We reach here a quiet loch, of no great extent, but presenting a beauty of its own, and famous from its association with the ancient palace that crowns the peninsula in its centre. The tale of Flodden Field is closely associated with this palace, for in the small turret at the right hand corner furthest in our view there sat Queen Margaret in her bower, watching the turn of the road by which the king ought to be seen on his return, and weeping in secret misgiving as to the result of an enterprise which had been preceded by such a singular warning. The scene described by Lindsay of Pitscottie, and better known through 'Sir David Lindsay's Tale' in Marmion, took place in the old parish church, closely adjoining the palace, the square tower of which is seen over the trees. The king was in the practise, on each anniversary of his father's death, to proceed to St. Katherine's aisle,—still shown—and there to manifest his contrition for the share he had had in that sad act. When
With sackcloth shirt and iron belt
And eyes with sorrow streaming'
there stepped out from the crowd a mysterious stranger, 'in azure gown with cincture white,' who warned the king not to go to the intended war, more especially warning him, if he went, to guard himself against
Her witching wiles and wanton snare.'
Every one knows that as regards both branches of the warning, the king proved regardless, and much of the disastrous result of Flodden arose from the king's fatal dalliance with a renowned Border lady.

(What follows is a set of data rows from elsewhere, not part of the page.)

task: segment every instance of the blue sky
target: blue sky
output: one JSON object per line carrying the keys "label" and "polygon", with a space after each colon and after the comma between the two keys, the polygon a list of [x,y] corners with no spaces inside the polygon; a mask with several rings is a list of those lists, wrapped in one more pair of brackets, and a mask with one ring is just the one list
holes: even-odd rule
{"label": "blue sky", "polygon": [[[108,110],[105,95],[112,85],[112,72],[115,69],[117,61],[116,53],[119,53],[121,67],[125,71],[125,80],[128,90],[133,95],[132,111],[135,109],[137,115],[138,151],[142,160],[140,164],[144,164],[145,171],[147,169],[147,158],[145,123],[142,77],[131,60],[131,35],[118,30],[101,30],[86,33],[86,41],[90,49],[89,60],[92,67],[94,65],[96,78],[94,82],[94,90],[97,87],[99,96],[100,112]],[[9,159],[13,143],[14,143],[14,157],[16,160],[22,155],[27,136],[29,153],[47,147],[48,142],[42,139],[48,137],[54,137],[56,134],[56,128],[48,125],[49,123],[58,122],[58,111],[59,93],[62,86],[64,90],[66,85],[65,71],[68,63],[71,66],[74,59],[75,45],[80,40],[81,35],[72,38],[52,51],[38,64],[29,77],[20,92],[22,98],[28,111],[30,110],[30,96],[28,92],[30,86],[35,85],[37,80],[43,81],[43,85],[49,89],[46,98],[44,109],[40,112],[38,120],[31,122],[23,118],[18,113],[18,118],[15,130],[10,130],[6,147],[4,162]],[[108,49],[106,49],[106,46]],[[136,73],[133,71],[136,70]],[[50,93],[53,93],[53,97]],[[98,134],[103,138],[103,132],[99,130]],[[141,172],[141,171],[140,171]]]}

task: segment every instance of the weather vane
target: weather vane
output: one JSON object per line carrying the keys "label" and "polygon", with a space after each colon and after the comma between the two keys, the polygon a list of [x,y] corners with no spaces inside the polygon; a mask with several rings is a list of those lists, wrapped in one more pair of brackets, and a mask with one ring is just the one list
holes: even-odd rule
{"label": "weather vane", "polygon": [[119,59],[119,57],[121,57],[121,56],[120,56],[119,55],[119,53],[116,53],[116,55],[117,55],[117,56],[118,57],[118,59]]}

Of the loch itself there is not much to say, after it has been told that it is dominated on the north by the gentle and verdant declivity of Glower-o'er-em or Bonnytoun Hill, on the summit of which is an elegant open gothic cross to the memory of Adrian Hope, a soldier of note who fell in the Indian mutiny. An exceedingly pleasant hour or two may be spent boating on the loch. On the level sward to the left of our view, the Linlithgow youth may be seen practising the game of cricket, for which use of the palace precincts leave is given. The palace grounds are open to the public, the building being in government hands, and, it is believed, swallowing up the whole rent of the small farm adjoining in the plasterers account for maintenance of the extensive ruins.
Within those walls the beautiful Mary Queen of Scots was born in 1542, and the room is shown, roofless and bare, as are other apartments of more or less interest. The newest part of the structure is on the north side, which is also the most ruinous, for when Hawley's dragoons, in 1746, set fire to the palace, the wooden floors here proved of course more easily destroyed than the vaulted and tiled floors in the older parts.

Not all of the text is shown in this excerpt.